Alice and Bob begin their day with a quick game. They first choose a starting number X ₀ ≥ 3 and try to reach one million by the process described below.

Alice goes first and then they take alternating turns. In the i-th turn, the player whose turn it is selects a prime number smaller than the current number, and announces the smallest multiple of this prime number that is not smaller than the current number.

Formally, he or she selects a prime p < X _i - 1 and then finds the minimum X _i ≥ X _i - 1 such that p divides X _i. Note that if the selected prime p already divides X _i - 1, then the number does not change.

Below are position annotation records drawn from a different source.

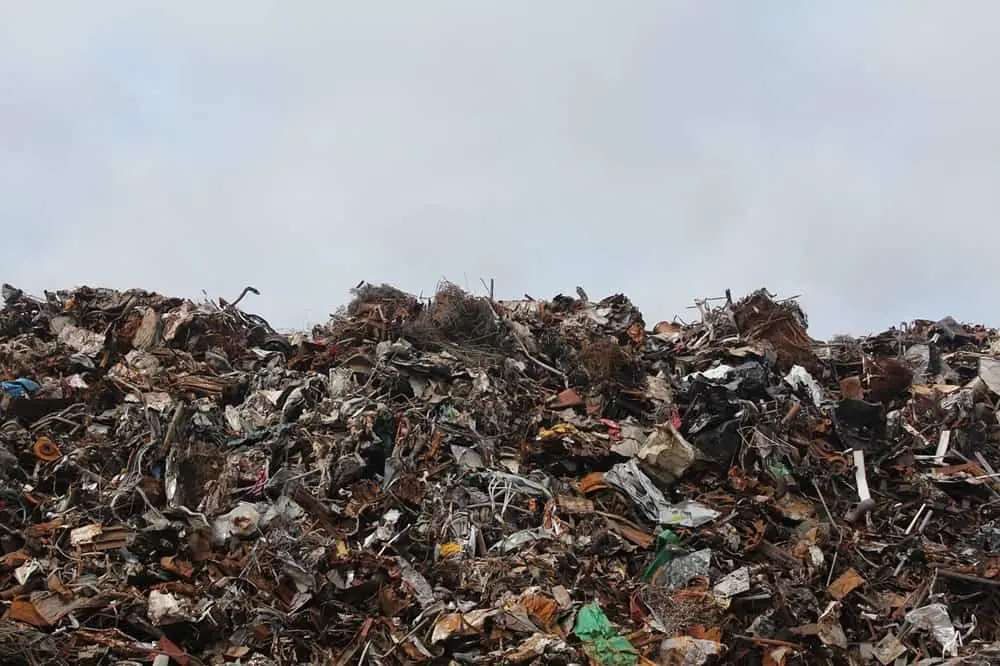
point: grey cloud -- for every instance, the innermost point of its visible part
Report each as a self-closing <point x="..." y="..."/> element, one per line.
<point x="846" y="151"/>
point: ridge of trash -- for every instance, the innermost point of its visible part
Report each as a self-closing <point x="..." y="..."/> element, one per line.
<point x="463" y="480"/>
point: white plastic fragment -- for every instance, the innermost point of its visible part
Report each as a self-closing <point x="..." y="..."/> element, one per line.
<point x="166" y="608"/>
<point x="732" y="584"/>
<point x="798" y="377"/>
<point x="86" y="534"/>
<point x="934" y="619"/>
<point x="241" y="521"/>
<point x="944" y="441"/>
<point x="628" y="478"/>
<point x="860" y="477"/>
<point x="696" y="651"/>
<point x="26" y="571"/>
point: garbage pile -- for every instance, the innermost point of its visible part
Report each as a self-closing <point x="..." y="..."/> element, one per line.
<point x="463" y="480"/>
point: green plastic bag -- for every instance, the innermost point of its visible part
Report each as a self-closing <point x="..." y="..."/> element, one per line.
<point x="601" y="642"/>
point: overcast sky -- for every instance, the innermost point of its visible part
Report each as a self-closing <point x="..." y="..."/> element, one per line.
<point x="846" y="151"/>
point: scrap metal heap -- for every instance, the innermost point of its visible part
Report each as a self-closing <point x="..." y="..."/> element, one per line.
<point x="461" y="480"/>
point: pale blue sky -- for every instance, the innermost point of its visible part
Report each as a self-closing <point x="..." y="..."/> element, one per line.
<point x="847" y="151"/>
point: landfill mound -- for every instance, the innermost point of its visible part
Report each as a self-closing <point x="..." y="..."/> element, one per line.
<point x="461" y="480"/>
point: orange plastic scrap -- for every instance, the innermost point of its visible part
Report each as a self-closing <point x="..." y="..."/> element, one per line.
<point x="46" y="450"/>
<point x="592" y="483"/>
<point x="845" y="584"/>
<point x="637" y="333"/>
<point x="22" y="610"/>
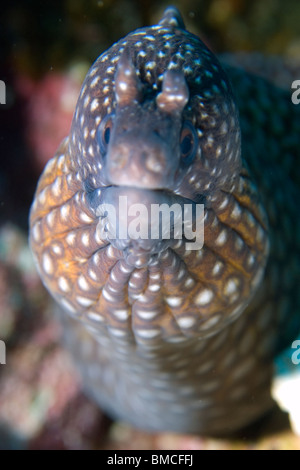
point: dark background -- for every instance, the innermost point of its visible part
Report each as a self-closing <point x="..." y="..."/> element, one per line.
<point x="46" y="47"/>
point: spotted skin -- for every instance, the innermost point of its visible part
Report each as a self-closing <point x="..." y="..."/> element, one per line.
<point x="169" y="338"/>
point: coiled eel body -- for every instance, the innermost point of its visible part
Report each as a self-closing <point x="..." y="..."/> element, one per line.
<point x="170" y="338"/>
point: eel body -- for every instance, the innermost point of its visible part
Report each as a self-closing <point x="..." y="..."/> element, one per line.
<point x="169" y="335"/>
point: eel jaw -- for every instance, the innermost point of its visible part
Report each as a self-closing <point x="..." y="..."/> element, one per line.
<point x="142" y="222"/>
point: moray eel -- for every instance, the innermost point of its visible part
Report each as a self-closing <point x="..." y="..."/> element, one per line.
<point x="166" y="336"/>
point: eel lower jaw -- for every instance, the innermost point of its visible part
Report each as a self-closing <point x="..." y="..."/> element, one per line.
<point x="142" y="223"/>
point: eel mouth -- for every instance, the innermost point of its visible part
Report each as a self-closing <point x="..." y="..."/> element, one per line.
<point x="144" y="221"/>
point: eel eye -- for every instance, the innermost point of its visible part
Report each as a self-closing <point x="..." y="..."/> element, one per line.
<point x="104" y="132"/>
<point x="188" y="143"/>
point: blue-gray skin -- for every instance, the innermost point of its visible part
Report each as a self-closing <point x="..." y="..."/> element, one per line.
<point x="168" y="338"/>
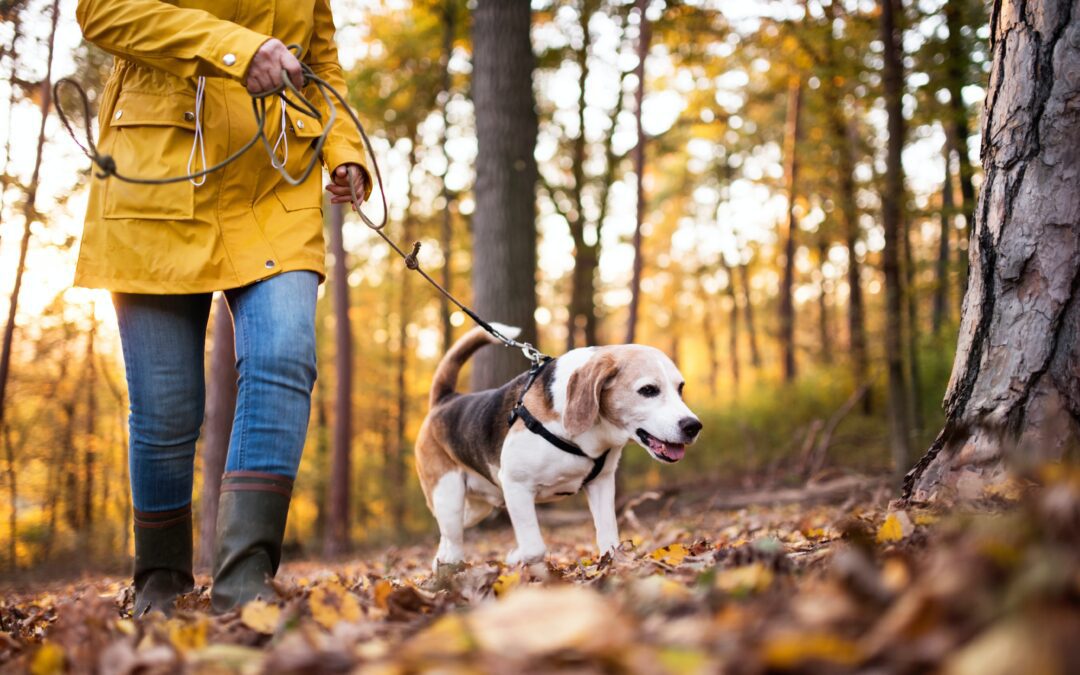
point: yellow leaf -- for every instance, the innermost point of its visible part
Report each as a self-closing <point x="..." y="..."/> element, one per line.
<point x="188" y="635"/>
<point x="382" y="591"/>
<point x="895" y="527"/>
<point x="752" y="578"/>
<point x="50" y="659"/>
<point x="260" y="617"/>
<point x="331" y="604"/>
<point x="787" y="651"/>
<point x="672" y="554"/>
<point x="505" y="582"/>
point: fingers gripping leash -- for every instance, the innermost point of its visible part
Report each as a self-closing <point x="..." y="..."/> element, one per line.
<point x="287" y="95"/>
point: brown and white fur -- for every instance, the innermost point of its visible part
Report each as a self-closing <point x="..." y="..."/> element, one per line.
<point x="471" y="461"/>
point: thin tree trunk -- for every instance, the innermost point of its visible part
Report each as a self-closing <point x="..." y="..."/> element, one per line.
<point x="336" y="541"/>
<point x="635" y="283"/>
<point x="446" y="231"/>
<point x="892" y="218"/>
<point x="1014" y="397"/>
<point x="942" y="313"/>
<point x="12" y="501"/>
<point x="504" y="237"/>
<point x="28" y="213"/>
<point x="217" y="428"/>
<point x="958" y="64"/>
<point x="755" y="354"/>
<point x="90" y="455"/>
<point x="792" y="136"/>
<point x="844" y="134"/>
<point x="826" y="342"/>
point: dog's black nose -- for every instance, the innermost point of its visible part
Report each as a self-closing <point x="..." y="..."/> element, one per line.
<point x="690" y="426"/>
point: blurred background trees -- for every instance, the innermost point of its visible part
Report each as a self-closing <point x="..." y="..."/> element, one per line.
<point x="800" y="258"/>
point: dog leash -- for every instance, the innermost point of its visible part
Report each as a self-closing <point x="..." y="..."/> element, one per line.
<point x="107" y="166"/>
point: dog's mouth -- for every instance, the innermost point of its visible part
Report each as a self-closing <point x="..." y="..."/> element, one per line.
<point x="661" y="449"/>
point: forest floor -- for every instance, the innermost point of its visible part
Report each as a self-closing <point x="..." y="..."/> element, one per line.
<point x="835" y="580"/>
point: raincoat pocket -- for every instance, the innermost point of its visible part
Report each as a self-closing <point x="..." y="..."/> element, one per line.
<point x="150" y="136"/>
<point x="301" y="133"/>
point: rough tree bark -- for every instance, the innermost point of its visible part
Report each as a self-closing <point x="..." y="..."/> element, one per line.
<point x="644" y="39"/>
<point x="217" y="428"/>
<point x="336" y="539"/>
<point x="792" y="134"/>
<point x="1014" y="395"/>
<point x="504" y="238"/>
<point x="892" y="217"/>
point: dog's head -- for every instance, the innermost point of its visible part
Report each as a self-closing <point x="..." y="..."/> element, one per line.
<point x="638" y="391"/>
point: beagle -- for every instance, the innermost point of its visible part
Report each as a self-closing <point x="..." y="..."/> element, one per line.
<point x="543" y="435"/>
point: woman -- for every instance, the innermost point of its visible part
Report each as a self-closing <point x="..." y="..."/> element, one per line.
<point x="178" y="100"/>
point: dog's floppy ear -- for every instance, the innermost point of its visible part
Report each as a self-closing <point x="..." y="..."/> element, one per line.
<point x="583" y="393"/>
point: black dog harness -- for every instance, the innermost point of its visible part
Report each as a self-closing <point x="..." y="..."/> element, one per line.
<point x="536" y="427"/>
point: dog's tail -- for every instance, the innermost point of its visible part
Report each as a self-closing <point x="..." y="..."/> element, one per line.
<point x="446" y="374"/>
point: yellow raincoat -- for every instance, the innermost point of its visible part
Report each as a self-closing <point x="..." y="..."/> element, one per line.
<point x="245" y="223"/>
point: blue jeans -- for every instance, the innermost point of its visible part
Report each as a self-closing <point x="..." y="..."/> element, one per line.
<point x="163" y="338"/>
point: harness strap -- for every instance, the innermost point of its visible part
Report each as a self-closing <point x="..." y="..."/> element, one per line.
<point x="520" y="412"/>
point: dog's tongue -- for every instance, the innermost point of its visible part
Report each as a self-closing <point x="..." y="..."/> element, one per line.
<point x="673" y="451"/>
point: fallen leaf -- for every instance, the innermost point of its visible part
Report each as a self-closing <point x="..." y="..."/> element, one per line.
<point x="332" y="604"/>
<point x="505" y="582"/>
<point x="790" y="650"/>
<point x="896" y="526"/>
<point x="260" y="617"/>
<point x="672" y="554"/>
<point x="50" y="659"/>
<point x="753" y="578"/>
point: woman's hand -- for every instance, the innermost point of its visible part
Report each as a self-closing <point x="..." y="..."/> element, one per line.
<point x="264" y="73"/>
<point x="339" y="188"/>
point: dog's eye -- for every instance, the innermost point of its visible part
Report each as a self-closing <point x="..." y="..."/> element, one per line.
<point x="649" y="391"/>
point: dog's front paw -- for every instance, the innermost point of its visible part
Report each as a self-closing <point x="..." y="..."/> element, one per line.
<point x="518" y="556"/>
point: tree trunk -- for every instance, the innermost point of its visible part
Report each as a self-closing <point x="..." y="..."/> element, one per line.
<point x="217" y="428"/>
<point x="892" y="218"/>
<point x="792" y="135"/>
<point x="12" y="500"/>
<point x="826" y="342"/>
<point x="755" y="354"/>
<point x="446" y="232"/>
<point x="504" y="238"/>
<point x="733" y="324"/>
<point x="942" y="313"/>
<point x="1014" y="395"/>
<point x="958" y="64"/>
<point x="29" y="210"/>
<point x="336" y="540"/>
<point x="90" y="454"/>
<point x="635" y="283"/>
<point x="845" y="152"/>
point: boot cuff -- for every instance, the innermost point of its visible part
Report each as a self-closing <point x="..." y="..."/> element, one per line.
<point x="161" y="518"/>
<point x="254" y="481"/>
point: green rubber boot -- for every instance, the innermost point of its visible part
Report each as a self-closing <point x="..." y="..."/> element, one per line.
<point x="162" y="559"/>
<point x="251" y="526"/>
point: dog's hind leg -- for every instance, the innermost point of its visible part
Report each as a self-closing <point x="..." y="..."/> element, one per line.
<point x="448" y="503"/>
<point x="476" y="510"/>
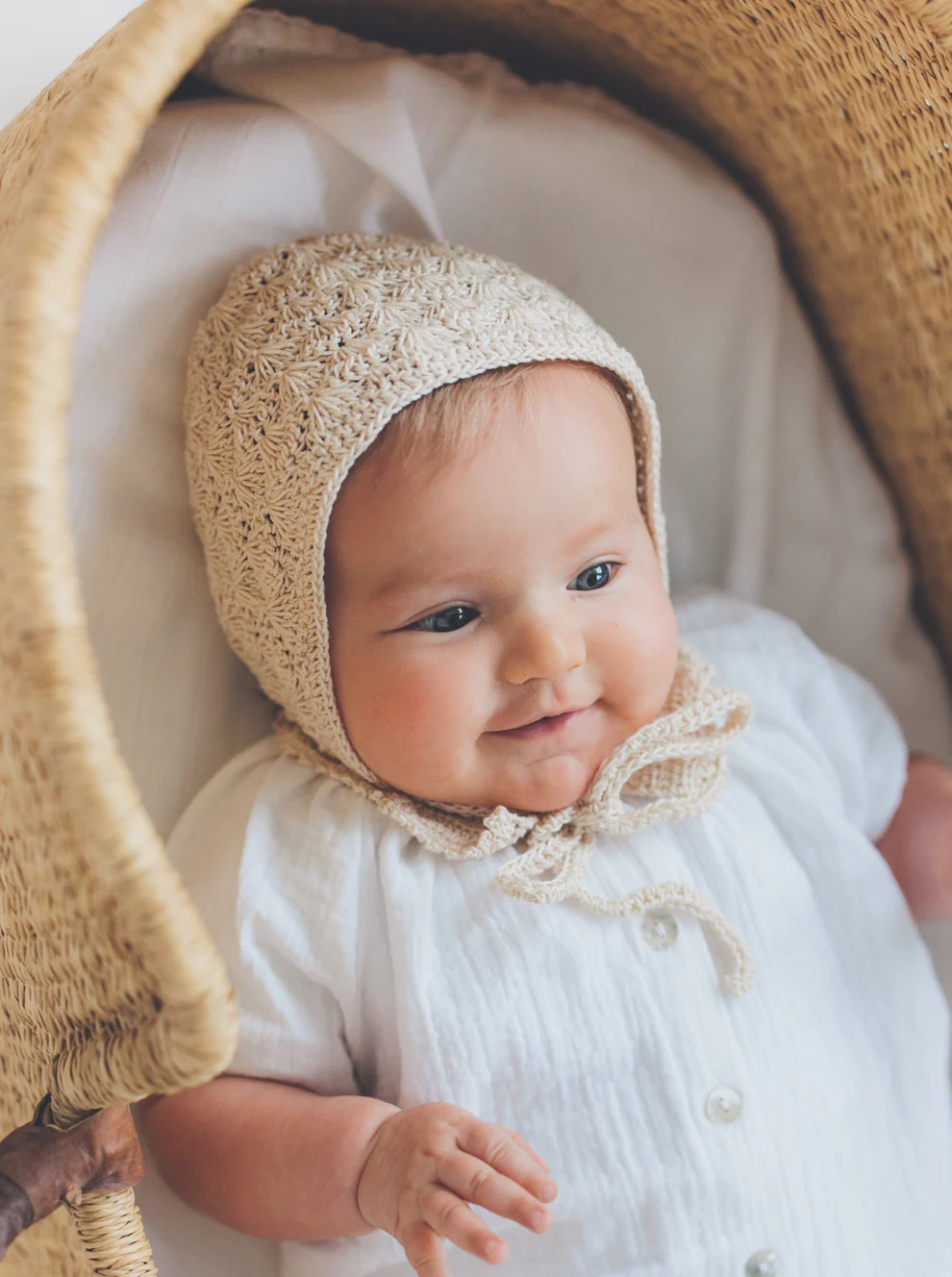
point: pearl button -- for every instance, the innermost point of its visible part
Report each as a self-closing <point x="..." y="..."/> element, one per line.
<point x="723" y="1106"/>
<point x="660" y="930"/>
<point x="764" y="1264"/>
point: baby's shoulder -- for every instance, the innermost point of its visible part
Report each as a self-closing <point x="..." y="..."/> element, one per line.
<point x="266" y="826"/>
<point x="761" y="653"/>
<point x="714" y="622"/>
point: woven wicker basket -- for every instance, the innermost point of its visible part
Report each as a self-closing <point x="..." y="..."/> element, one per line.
<point x="839" y="116"/>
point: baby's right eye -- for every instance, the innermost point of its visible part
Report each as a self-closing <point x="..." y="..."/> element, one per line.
<point x="446" y="621"/>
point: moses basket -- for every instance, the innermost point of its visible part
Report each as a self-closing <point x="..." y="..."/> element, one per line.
<point x="836" y="116"/>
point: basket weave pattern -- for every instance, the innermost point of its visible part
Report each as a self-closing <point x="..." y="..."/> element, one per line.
<point x="839" y="115"/>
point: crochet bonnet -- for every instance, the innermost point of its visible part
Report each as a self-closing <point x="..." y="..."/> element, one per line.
<point x="311" y="351"/>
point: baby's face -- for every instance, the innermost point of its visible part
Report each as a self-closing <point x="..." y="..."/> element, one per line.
<point x="498" y="623"/>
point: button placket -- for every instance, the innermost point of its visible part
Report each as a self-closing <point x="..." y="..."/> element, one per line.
<point x="723" y="1106"/>
<point x="764" y="1264"/>
<point x="660" y="930"/>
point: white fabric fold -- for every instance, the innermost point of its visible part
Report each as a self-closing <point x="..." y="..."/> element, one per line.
<point x="671" y="769"/>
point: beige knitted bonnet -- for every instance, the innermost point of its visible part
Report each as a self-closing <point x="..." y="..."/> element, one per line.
<point x="310" y="353"/>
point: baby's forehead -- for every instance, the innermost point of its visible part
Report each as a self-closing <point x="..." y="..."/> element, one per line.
<point x="543" y="491"/>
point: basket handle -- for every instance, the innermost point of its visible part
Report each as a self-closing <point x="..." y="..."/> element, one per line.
<point x="42" y="1167"/>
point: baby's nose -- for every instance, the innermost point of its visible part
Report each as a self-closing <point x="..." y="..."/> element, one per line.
<point x="543" y="649"/>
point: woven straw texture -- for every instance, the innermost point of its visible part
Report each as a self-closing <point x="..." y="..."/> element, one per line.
<point x="839" y="113"/>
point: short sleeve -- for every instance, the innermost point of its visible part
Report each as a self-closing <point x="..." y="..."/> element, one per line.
<point x="260" y="861"/>
<point x="814" y="699"/>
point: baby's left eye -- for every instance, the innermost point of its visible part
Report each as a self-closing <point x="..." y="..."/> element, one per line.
<point x="593" y="577"/>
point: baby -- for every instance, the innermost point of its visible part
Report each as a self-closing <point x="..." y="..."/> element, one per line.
<point x="519" y="964"/>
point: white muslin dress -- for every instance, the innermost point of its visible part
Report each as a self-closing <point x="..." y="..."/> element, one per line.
<point x="800" y="1130"/>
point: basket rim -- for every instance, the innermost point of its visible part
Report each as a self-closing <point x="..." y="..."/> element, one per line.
<point x="136" y="66"/>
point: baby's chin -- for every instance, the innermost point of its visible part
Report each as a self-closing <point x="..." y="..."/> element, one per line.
<point x="542" y="789"/>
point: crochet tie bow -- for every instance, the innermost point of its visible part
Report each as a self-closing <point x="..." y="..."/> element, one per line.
<point x="671" y="769"/>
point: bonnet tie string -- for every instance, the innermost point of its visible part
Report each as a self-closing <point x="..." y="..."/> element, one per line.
<point x="668" y="770"/>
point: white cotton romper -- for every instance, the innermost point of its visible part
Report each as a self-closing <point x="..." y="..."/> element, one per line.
<point x="800" y="1130"/>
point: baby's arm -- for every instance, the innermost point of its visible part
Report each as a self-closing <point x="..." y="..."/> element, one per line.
<point x="917" y="843"/>
<point x="276" y="1161"/>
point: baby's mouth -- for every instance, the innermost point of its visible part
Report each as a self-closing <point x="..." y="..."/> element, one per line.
<point x="546" y="725"/>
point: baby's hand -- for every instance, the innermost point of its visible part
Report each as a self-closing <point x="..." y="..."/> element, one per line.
<point x="917" y="844"/>
<point x="422" y="1167"/>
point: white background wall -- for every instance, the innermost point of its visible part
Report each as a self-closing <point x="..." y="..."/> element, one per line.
<point x="38" y="38"/>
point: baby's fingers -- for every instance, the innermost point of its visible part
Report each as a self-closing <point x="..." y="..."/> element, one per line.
<point x="424" y="1250"/>
<point x="450" y="1217"/>
<point x="481" y="1184"/>
<point x="496" y="1145"/>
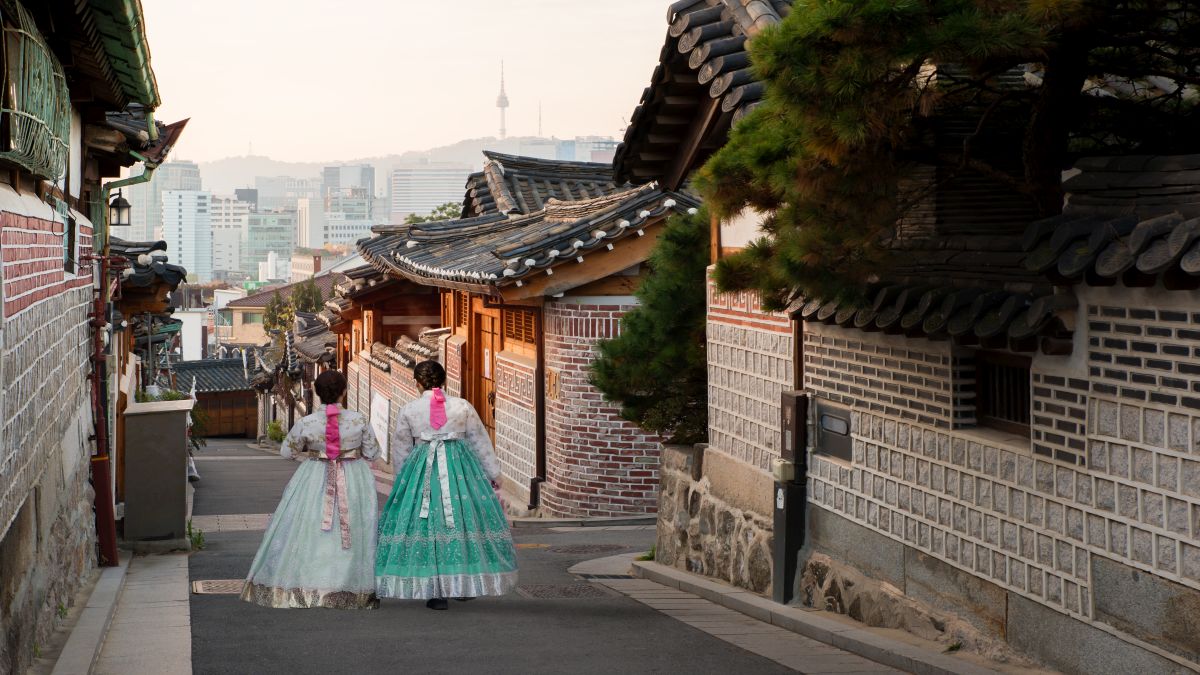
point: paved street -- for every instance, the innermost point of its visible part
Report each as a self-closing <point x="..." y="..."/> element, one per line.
<point x="557" y="622"/>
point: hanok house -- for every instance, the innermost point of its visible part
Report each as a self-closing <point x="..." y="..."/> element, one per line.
<point x="525" y="296"/>
<point x="67" y="66"/>
<point x="715" y="512"/>
<point x="1007" y="431"/>
<point x="223" y="395"/>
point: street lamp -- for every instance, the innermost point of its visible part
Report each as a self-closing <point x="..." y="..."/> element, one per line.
<point x="119" y="211"/>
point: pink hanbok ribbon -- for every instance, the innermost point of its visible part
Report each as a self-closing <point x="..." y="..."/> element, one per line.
<point x="438" y="408"/>
<point x="335" y="479"/>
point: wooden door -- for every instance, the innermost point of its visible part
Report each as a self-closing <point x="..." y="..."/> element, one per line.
<point x="486" y="342"/>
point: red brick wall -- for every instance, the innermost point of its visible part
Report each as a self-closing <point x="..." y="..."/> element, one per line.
<point x="597" y="464"/>
<point x="33" y="261"/>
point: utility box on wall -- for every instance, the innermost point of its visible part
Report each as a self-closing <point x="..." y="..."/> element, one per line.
<point x="156" y="475"/>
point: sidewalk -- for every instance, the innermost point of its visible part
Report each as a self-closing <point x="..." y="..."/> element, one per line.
<point x="151" y="629"/>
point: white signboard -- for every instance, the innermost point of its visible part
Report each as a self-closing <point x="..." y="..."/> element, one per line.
<point x="381" y="407"/>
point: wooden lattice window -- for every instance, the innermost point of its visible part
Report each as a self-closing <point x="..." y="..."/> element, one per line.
<point x="1002" y="392"/>
<point x="520" y="327"/>
<point x="462" y="308"/>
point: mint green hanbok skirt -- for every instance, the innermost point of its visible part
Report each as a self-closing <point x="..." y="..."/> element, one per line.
<point x="443" y="532"/>
<point x="301" y="565"/>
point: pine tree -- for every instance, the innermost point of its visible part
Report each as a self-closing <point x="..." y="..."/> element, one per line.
<point x="279" y="315"/>
<point x="850" y="94"/>
<point x="657" y="368"/>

Eve has witnessed the state of the game after two turns. Given X ₂, help her determine what is the smallest possible starting number X ₀. Note that the players don’t necessarily play optimally. You should consider all possible game evolutions.

Input

The input contains a single integer X ₂ (4 ≤ X ₂ ≤ 10⁶). It is guaranteed that the integer X ₂ is composite, that is, is not prime.

Output

Output a single integer — the minimum possible X ₀.

Examples

input

14

output

6

input

20

output

15

input

8192

output

8191

Note

In the first test, the smallest possible starting number is X ₀ = 6. One possible course of the game is as follows:

• Alice picks prime 5 and announces X ₁ = 10
• Bob picks prime 7 and announces X ₂ = 14.

In the second case, let X ₀ = 15.

• Alice picks prime 2 and announces X ₁ = 16
• Bob picks prime 5 and announces X ₂ = 20.

Solution:

#include <bits/stdc++.h>

using namespace std;

int main() {
ios::sync_with_stdio(false);
cin.tie(0);
int x;
cin >> x;
vector<int> p(x + 1);
for (int i = 1; i <= x; i++) {
    p[i] = i;
  }
  for (int i = 2; i <= x; i++) {
    if (p[i] == i) {
      for (int j = i + i; j <= x; j += i) {
        p[j] = min(p[j], i);
      }
    }
  }
  const int inf = (int) 1e9;
  vector<int> best(x + 1, inf);
for (int i = 1; i <= x; i++) {
    int tmp = i;
    while (tmp > 1) {
int d = p[tmp];
if (i != d) {
best[i] = min(best[i], i - d + 1);
}
tmp /= p[tmp];
}
}
int res = inf;
{
int tmp = x;
while (tmp > 1) {
int d = p[tmp];
for (int j = x - d + 1; j <= x; j++) {
        res = min(res, best[j]);
      }
      tmp /= p[tmp];
    }
  }
  cout << res << '\n';
  return 0;
}